Despite the improbable nature of the question, Helen complied. Remembering her earlier acquaintance with the room, Helen was able to report that she could see nothing of the floor or ceiling inside a relatively short distance. David was already reaching for the two menus, which he arranged, again in front of Helens face. One was held flat just below her eye line the other just above and parallel to the first. Helen dutifully reported that both the floor and the ceiling had now been removed from her sight.

 

“So,” David fed back, “with the two menus obstructing your vision above and below you can only see along the flat surface. Your vision is in a sort of sandwich, which means you can look sideways, and along the plane of the menus but not at an angle through the menus. If I tilt the menus so that they remain parallel but are pointed so that your visual plane is up, or down, or left or right of where we started, you see different things but the same rule still applies; you can only see along the plane of the menus or from side to side within the plane of the menus.

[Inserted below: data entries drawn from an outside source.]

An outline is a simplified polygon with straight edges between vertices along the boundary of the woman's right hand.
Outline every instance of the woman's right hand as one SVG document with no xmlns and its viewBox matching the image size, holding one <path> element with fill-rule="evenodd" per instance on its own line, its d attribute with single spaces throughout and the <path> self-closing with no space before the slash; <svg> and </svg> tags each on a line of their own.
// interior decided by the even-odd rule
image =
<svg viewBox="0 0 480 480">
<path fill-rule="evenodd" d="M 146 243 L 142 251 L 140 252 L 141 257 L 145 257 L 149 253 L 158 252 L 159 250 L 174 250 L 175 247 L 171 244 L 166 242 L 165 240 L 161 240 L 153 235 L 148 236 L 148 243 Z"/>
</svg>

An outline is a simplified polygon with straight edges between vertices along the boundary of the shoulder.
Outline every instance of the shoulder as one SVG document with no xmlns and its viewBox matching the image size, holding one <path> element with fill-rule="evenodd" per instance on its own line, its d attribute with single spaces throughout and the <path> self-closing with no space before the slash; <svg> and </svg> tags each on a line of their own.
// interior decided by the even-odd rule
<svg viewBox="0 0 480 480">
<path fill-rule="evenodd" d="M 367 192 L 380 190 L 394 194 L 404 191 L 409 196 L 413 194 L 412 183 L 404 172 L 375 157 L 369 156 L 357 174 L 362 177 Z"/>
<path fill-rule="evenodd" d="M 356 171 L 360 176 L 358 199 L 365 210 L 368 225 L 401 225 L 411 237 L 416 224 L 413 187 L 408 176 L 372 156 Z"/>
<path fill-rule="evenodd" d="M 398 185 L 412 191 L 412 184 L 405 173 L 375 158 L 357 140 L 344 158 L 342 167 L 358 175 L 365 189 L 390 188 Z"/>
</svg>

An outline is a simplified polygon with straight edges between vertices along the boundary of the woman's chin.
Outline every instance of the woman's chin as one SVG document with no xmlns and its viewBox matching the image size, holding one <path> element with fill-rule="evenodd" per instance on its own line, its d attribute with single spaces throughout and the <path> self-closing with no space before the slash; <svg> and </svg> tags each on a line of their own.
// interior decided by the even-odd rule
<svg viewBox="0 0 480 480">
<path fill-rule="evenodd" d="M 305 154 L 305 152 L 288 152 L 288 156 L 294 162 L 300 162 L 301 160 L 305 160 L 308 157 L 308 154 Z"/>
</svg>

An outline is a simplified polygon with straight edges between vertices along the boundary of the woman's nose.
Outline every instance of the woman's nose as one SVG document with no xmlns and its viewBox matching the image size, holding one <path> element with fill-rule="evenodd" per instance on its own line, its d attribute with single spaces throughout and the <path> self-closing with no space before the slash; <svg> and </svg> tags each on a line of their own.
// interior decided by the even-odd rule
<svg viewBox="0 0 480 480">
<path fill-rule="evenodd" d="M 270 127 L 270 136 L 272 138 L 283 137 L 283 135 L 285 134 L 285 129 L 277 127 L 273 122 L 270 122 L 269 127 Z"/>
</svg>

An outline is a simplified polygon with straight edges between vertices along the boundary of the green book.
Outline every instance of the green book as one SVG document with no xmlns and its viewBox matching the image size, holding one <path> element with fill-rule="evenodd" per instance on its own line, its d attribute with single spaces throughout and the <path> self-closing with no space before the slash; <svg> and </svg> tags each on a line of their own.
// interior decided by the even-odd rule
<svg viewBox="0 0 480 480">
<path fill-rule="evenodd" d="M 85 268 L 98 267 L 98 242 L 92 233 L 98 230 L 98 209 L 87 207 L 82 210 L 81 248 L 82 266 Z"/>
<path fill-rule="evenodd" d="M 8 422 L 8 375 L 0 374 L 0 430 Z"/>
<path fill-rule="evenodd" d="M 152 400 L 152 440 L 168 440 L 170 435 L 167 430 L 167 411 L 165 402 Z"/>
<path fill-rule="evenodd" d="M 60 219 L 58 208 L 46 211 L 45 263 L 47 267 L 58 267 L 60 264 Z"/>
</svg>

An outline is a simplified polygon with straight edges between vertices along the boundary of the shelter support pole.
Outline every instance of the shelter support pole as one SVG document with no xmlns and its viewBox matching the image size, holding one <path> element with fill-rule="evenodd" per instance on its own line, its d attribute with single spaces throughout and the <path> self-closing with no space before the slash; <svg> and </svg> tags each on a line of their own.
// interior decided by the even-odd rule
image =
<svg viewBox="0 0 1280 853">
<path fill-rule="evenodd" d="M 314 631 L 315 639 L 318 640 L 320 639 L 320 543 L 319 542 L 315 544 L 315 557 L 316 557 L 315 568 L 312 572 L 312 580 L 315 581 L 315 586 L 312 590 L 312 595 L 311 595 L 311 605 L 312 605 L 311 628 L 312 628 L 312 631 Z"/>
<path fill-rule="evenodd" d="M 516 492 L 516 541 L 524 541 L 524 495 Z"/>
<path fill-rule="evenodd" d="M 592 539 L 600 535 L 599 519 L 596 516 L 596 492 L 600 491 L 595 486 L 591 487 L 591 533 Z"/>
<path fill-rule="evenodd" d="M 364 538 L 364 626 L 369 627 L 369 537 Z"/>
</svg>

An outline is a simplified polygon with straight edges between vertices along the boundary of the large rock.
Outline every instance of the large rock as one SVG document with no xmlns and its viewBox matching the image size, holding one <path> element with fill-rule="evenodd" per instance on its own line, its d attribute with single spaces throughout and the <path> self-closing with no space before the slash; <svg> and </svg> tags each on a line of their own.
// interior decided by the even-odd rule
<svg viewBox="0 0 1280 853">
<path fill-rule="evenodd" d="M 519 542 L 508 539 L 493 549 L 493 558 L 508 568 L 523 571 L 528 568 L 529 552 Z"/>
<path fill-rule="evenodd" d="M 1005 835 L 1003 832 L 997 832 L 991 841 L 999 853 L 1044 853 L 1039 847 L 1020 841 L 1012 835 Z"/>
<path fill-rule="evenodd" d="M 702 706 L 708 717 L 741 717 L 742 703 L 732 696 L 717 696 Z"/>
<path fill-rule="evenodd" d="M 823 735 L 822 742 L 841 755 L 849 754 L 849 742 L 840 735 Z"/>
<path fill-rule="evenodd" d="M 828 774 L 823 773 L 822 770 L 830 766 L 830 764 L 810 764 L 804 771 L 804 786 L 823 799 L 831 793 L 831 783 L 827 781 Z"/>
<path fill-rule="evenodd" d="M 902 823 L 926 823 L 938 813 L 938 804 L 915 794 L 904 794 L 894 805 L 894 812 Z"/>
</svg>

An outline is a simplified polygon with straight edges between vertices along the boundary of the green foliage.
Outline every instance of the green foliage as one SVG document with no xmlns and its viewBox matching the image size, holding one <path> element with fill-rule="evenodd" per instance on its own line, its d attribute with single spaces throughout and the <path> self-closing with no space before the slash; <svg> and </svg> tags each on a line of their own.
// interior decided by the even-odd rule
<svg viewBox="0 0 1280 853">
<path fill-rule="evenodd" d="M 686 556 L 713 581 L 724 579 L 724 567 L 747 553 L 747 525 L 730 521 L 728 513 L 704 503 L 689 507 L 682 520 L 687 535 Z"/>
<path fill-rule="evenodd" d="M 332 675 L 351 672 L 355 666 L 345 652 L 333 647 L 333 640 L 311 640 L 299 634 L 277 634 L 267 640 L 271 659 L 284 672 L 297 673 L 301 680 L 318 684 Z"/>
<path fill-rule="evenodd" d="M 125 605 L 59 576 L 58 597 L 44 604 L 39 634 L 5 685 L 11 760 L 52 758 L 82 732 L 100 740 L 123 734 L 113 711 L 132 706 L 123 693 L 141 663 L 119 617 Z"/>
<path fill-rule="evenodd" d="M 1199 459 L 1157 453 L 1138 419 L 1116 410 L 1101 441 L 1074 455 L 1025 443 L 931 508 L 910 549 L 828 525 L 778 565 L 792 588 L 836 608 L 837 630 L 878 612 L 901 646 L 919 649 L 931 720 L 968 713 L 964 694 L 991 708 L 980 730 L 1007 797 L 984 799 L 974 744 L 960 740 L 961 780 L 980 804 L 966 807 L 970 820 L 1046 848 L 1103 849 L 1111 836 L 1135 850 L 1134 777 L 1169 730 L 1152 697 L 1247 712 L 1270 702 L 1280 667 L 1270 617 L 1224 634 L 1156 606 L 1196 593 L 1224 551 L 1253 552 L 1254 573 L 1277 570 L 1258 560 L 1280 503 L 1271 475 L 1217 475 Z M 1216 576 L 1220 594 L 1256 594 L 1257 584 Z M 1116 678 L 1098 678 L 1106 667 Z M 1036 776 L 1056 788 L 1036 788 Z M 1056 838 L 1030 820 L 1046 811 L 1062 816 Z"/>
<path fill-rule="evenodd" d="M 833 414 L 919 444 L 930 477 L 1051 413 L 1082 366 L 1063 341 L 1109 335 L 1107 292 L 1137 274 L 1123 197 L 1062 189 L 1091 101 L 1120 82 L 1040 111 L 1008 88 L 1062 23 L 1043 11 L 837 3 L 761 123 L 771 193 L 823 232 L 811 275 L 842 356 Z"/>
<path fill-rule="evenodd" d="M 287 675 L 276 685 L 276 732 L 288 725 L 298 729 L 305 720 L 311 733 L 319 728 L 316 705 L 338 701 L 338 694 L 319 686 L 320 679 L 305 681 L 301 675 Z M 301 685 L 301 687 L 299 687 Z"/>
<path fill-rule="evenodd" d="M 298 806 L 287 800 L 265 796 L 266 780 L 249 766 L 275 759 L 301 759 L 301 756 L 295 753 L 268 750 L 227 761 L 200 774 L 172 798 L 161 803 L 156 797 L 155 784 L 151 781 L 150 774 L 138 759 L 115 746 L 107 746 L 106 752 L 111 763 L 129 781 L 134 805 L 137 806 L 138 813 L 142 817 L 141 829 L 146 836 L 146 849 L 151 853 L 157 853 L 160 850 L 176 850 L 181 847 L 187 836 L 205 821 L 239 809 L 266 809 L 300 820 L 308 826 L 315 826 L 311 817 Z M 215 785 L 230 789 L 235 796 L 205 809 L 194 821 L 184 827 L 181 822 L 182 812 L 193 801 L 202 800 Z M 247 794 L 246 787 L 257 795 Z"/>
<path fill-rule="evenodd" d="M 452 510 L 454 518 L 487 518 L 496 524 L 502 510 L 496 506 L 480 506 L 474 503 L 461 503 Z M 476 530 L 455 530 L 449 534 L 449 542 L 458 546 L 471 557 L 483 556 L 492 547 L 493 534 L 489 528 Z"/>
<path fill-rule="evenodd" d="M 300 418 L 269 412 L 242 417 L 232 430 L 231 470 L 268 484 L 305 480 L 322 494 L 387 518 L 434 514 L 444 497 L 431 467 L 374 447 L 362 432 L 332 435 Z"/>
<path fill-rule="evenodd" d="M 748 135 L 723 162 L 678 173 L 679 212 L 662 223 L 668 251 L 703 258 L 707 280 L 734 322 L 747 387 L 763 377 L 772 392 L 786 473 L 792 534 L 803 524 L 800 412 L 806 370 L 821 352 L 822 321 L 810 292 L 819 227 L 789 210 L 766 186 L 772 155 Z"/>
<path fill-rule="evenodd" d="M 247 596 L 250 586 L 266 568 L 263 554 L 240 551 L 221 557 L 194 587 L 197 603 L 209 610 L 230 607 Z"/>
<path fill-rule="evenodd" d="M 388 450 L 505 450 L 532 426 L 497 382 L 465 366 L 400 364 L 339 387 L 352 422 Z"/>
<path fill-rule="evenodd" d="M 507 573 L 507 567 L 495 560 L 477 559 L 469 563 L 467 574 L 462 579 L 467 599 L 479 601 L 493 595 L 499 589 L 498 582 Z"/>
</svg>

Yes?”

 

As Helen answered, David was already moving on from the menus and reaching for his can of coke. Wondering what was happing next Helen could only marvel as David summarised the fact that through the straw you could only see forward and back; between the menus only along, or side to side and yet, when David had told Helen to look around the room she had the option to see in any direction she chose. As David concluded his summary, the coke can returned to the table and in one smooth flourish David had popped the ring pull. Helen almost escaped the exploding liquid as the thoroughly shaken can expressed its contents all over the table, the floor, David and Helen. “I knew I’d need these,” said David reaching for the paper towels.

 

It was somebody’s phone making an insistent repetitive racket that had been substituted for a ring tone that caused them both to look at their watches.

 

David swept his brown saturated paper towels into a soggy ball, which landed, on his tray. Standing he brushed crumbs from his bread roll from his lap and departed.

 

Helen resealed her now empty salad container with plastic fork inside. Placed what was left of her bottled water in her bag placed the contents of her tray onto David’s tray. Stacked the trays and slid both the trays into the self-service used tray slot near the exit.

 

Smiling after him, Helen followed in the direction David had taken knowing that today’s subject was going to be one of David’s ‘multi lunchtime’ specials.